O CARNAVAL | Das Redes Sociais

|DA IGREJA PARA AS RUAS; DAS RUAS PARA A REDE|

Reza a lenda – na verdade, li isso no livro “Dançando nas Ruas, uma história do êxtase coletivo” – que a Igreja Católica teria, mesmo sem muitas intenções, criado o Carnaval*. Explico: parece que na Europa da Baixa Idade Média as pessoas gostavam de tomar lá suas cachaças, de dançar e de cair em brincadeiras em plena missa oficial.

Óbvio que alguns líderes religiosos não requebravam de felicidade com toda a balbúrdia (para usar um termo da moda) empreendida na congregação. Não é, portanto, de causar admiração que, a partir dos séculos XII e XIII, os disparatados brincantes tenham sido enxotados do sacrossanto lugar. O povo, que perde o amigo mas jamais a festa, resolveu assumir as ruas para executar suas estripulias. A Igreja, claro, precisou arranjar um meio de não perder seus fiéis para os movimentos heréticos da época e, assim, deu um jeito de inserir elementos religiosos na celebração.

No Brasil, as atividades carnavalescas teriam desembarcado no período colonial, junto com os colonizadores portugueses. A princípio, a coisa se manifestou aqui por meio do estrudo – uma brincadeira que consistia tanto em “tirar uma com a cara” do passante quanto em jogar água aromatizada, ou fedorenta mesmo, em todo mundo. Dizem as boas línguas (também apelidadas de Site Brasil Escola) que até a família real brasileira caía nessa folia. Algum tempo depois, o estrudo foi convidado a retirar-se da festa e então vieram as marchinhas, os afoxés, o frevo, os desfiles, …

… a tecnologia da informação e as redes sociais. Sim, porque não é dos blocos que passeiam anualmente por ruas, ladeiras e avenidas que falaremos nesta publicação. Abordaremos aqui uma alegoria mais específica; uma brincadeira que acontece, desde 2016, nas redes sociais; uma corrida literária online chamada “Carnatona”.

“A Carnatona foi idealizada por um grupo de youtubers literários do Nordeste – os booktubers nordestinos. A intenção era de juntar na internet a galera não muito fã de carnaval de rua para fazer uma folia literária virtual”, diz uma das organizadoras do bloco.

A “folia” consiste em uma espécie de game online. Os organizadores atuam em plataformas digitais, como o Instagram, o WhatsApp e o Twitter, promovendo uma série de desafios a serem cumpridos pelos participantes. Os prêmios são livros, enviados pelas editoras e/ou autores independentes, patrocinadores do evento. “Nós passamos seis dias interagindo com o pessoal pelas redes. O bom é que nos divertimos, lemos e ainda promovemos a leitura”, completa a organizadora. O grupo no WhatsApp conta com mais de 40 carnatoneiros, de vários Estados do Brasil. O perfil no Instagram tem, hoje, 210 seguidores.

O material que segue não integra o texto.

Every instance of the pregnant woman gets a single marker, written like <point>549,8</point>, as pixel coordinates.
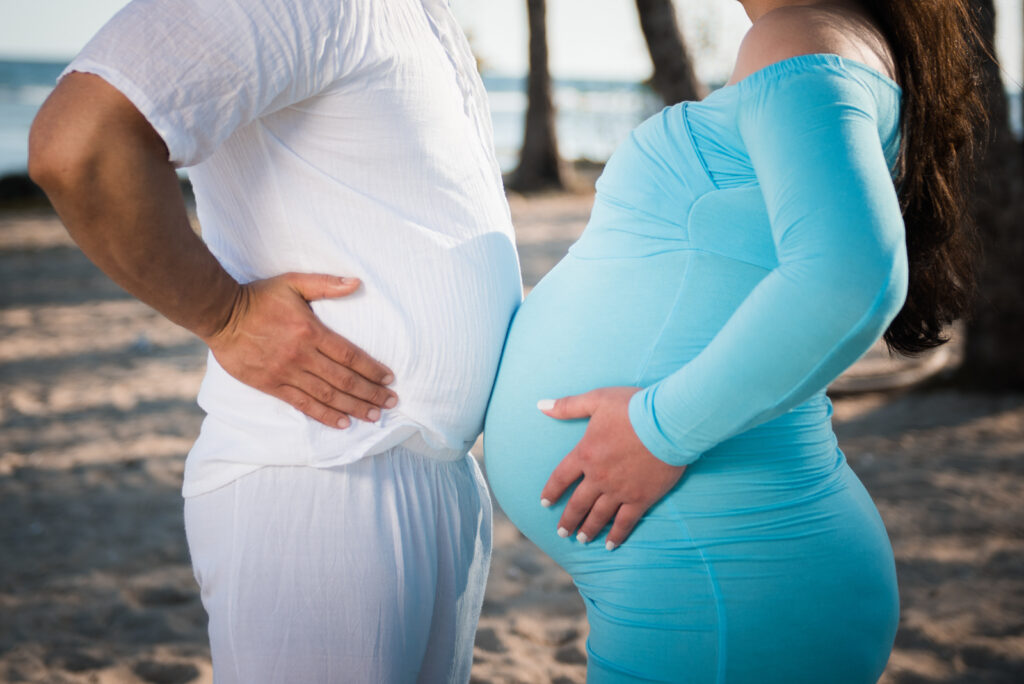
<point>742,251</point>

Mariana Oliveira, uma baiana de 27 anos, graduada em Sistemas de Informação e aluna do curso de jornalismo, diz que viu a patuscada nascer e trocou suas fraldas. “Conheci a Carnatona por meio do Blog para o qual escrevo. Desde então, sempre dei meus pulos para participar dos desafios. Houve um ano em que fui para o Carnaval de Salvador e mesmo assim participei do evento. Já ganhei vários livros e sempre me diverti muito cumprindo desafios e lendo.”

Se Mariana viu o bloco tomar forma, Pedro Cruz, um pernambucano de 25 anos, só ficou sabendo da folia online dois anos depois de iniciada. Cruz não lembra se encontrou a maratona por meio de um Blog ou de um canal no YouTube. O que sabe é que desde que conheceu este jeito peculiar de adiantar leituras, nunca mais deixou de participar da corrida cibernética. “Eu nunca tinha participado de uma maratona literária na minha vida. Adorei. Este é o terceiro ano em que participo da Carnatona. Espero não flopar.”

“Flope”, aliás, é uma expressão comum entre os internautas literários. Significa que eles não cumpriram a leitura conforme o planejado (ou, como costumam dizer, conforme a TBR – To be read – para ser lido). Assim como “TBR”, o vocábulo “flope” deriva de um termo inglês (flop = fracasso) que deve ter chegado ao Brasil no pacote da globalização. Aqui, ele foi devidamente tratado; aportuguesado. Agora é verbo: “eu flopo, tu flopas, ele flopa”. Sinal dos novos tempos.

Por essa a Igreja não esperava.

Notas:
*A autora do livro admite que alguns elementos carnavalescos já existiam séculos antes desse momento.
 

 

Adna Maria é pernambucana, bibliófila e aspirante a escritora. Tem formação em Jornalismo e Geografia.